Statistical analysis
Cytokine, chemokine, and soluble receptor values were analyzed to determine whether the raw values or log-transformed values were more normally distributed. Based on the results of this analysis, the log-transformed values were used and ANOVA was performed. Quantitative data were presented as means ± SEM and the significance of the difference between the groups was evaluated using Dunnett’s test with a value of P < 0.05 considered significant. All statistical analyses were carried out with JMP 20.0.
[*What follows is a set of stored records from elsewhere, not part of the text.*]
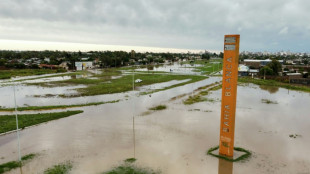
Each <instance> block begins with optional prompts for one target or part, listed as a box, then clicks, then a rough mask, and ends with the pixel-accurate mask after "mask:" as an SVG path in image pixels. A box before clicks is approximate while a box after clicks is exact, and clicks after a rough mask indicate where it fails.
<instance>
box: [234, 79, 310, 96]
mask: <svg viewBox="0 0 310 174" xmlns="http://www.w3.org/2000/svg"><path fill="white" fill-rule="evenodd" d="M238 82H241V83H254V84H256V85H266V86H277V87H281V88H286V89H290V90H296V91H303V92H310V87H308V86H297V85H294V84H288V83H283V82H278V81H275V80H263V79H252V78H249V77H243V78H238Z"/></svg>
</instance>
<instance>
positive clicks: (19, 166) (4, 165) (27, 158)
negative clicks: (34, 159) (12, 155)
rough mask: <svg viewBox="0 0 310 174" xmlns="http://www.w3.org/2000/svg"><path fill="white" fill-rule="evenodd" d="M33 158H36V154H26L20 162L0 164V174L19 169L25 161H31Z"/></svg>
mask: <svg viewBox="0 0 310 174" xmlns="http://www.w3.org/2000/svg"><path fill="white" fill-rule="evenodd" d="M35 156H37V154H33V153H32V154H28V155H25V156H23V157H22V158H21V160H22V161H21V162H20V161H10V162H7V163H4V164H0V174H2V173H5V172H8V171H10V170H12V169H15V168H18V167H21V166H22V165H23V164H25V163H26V162H27V161H29V160H31V159H33V158H34V157H35Z"/></svg>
The aim of the study was to use cytokines/chemokines/soluble receptors data collected within 7 days of COVID onset, to predict whether a patient would subsequently need hospitalization or deteriorate to a moderate disease state or worse. To achieve this, we employed a binary logistic regression model. To refine the predictors, we utilized the Least Absolute Shrinkage and Selection Operator (LASSO) regression to select relevant cytokines as candidate markers22). The selection of the optimal number of variables was guided by Leave-One-Out Cross Validation (LOO CV). LOO-CV is usually known to be over-trained. However, in this case, the correct generalization performance can be evaluated using validation data. This method does not need to consider variations due to partitioning (such as k-fold). Due to the disproportionate distribution of disease severities in the Bangladeshi COVID-19 patients, we applied weights to minimize potential bias in the data. The performance of the logistic regression model was assessed using both training and validation datasets, including determining the Area Under the Curve (AUC) from the Receiver Operating Characteristic (ROC) curve and calculating performance metrics such as specificity and sensitivity. All analyses were conducted using the R language v4.2 (https://www.r-project.org/), with the glmnet 4.1-7 package supporting variable selection and logistic regression analysis. Furthermore, the pROC package version 1.18.4 was utilized to evaluate the model's performance through the ROC curve and AUC.